Our Maine Moose Hunt
A Maine moose hunt is something hunters from all over hope for, wait for, dream of, apply for, and one that few of us get. More than 50,000 people entered the lottery in 2018 and around 2,500 of us were drawn. It’s one thing to have your name drawn and something else to have an opening available in your zone and gender choices. I’d been applying for bull or cow, either, just please give me a permit. This year I chose bull only. This is probably a once-in-a-lifetime hunt for me. We know people who get permits often and families who get two and three permits a year in the household. We are not those folks. Knowing I’ll probably never get to do this again, I opted for a bull permit this year. I got my permit. Zone 9 (WMD, wildlife management district is the same as zone). Zone 9 came pre-packaged with sympathy. “That’s too bad.” “Maybe you can swap.” It wasn’t first or last choice, it was sixth. For me, there are worse zones, worse hunts. First folks drawn get their first choices. If your first choice is full when your name is called you go to second, third…sixth…ninth choice. If I hadn’t been willing to hunt in 9 I wouldn’t have put it on my list.
Determination. Make it work. Do our best. We got this. Or did we? Could we? This is our hunt, not mine alone. Steve put in a lot of work. He lost a lot of sleep. He chased moose and drove backwoods roads in his dreams when he did sleep.
Sights in the North Maine Woods
We made four trips to Zone 9 to scout (look for moose and moose signs). We saw a few moose, tailgated our meals, saw a lot of beautiful scenery, and learned our way around the Chesuncook Lake area of Zone 9. Chesuncook and 9 are on opposite sides of The Golden Road.
The last of the scouting done on Saturday, October 6, two days before the season opened. I went three for three in partridge hunting at the end of the day. The second bird was a long shot, not a quick death. I bushwhacked and shot through brush to make the kill. A wing shot, not enough to kill it instantly but give it a prolonged death because it could no longer fly. I don’t shoot through brush. Remember that. I don’t make a shot unless it’s 100% clear. I lack the confidence to do so. This time I had to because letting the bird suffer was never an option, and I was within ten feet.

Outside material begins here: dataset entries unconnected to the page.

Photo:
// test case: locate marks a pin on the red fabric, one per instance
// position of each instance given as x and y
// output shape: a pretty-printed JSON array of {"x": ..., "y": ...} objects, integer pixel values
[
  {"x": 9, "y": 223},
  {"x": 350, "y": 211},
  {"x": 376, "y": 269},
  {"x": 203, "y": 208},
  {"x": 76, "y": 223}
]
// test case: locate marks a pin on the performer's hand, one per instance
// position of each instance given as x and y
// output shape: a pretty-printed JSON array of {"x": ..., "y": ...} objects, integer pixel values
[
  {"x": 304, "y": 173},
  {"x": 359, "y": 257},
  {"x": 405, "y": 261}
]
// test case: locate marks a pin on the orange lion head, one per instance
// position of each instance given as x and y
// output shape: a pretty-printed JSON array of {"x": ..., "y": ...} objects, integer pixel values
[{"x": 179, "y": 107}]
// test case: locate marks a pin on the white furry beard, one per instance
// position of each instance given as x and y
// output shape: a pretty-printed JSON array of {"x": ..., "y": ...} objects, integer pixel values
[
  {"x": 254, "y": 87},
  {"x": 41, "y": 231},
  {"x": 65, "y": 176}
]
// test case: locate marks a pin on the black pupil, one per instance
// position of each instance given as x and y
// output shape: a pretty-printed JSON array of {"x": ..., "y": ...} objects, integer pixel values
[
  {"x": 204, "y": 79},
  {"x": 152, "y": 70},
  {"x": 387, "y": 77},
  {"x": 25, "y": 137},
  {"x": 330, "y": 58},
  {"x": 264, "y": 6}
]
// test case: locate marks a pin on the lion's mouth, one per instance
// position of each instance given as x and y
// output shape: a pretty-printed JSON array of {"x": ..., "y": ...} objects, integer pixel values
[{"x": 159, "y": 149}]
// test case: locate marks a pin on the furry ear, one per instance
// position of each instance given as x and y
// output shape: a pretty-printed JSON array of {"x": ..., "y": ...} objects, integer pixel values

We didn’t see a moose until a few minutes before the end of legal hunting time. It was overcast and getting dark quickly. I spotted a cow on the high side of the mountain. Peter called her and she paid him little attention, but the bull to her left, 50 feet away, must have thought he better claim her before this new “bull” moved in. We didn’t know he was there until he started crashing through the trees to get to her. We let them be and moved on, and we were fortunate to see three more moose in the next half-mile. Were they responding to Peter’s call? Maybe.
We had one more day left to scout and I was concerned. I’d hoped to see several bulls. The bull with the cow was so far in we could see antlers but no idea of how big his body is, and the second bull was a young spike horn only a year old. Even one more bull would have made me feel better about my chances.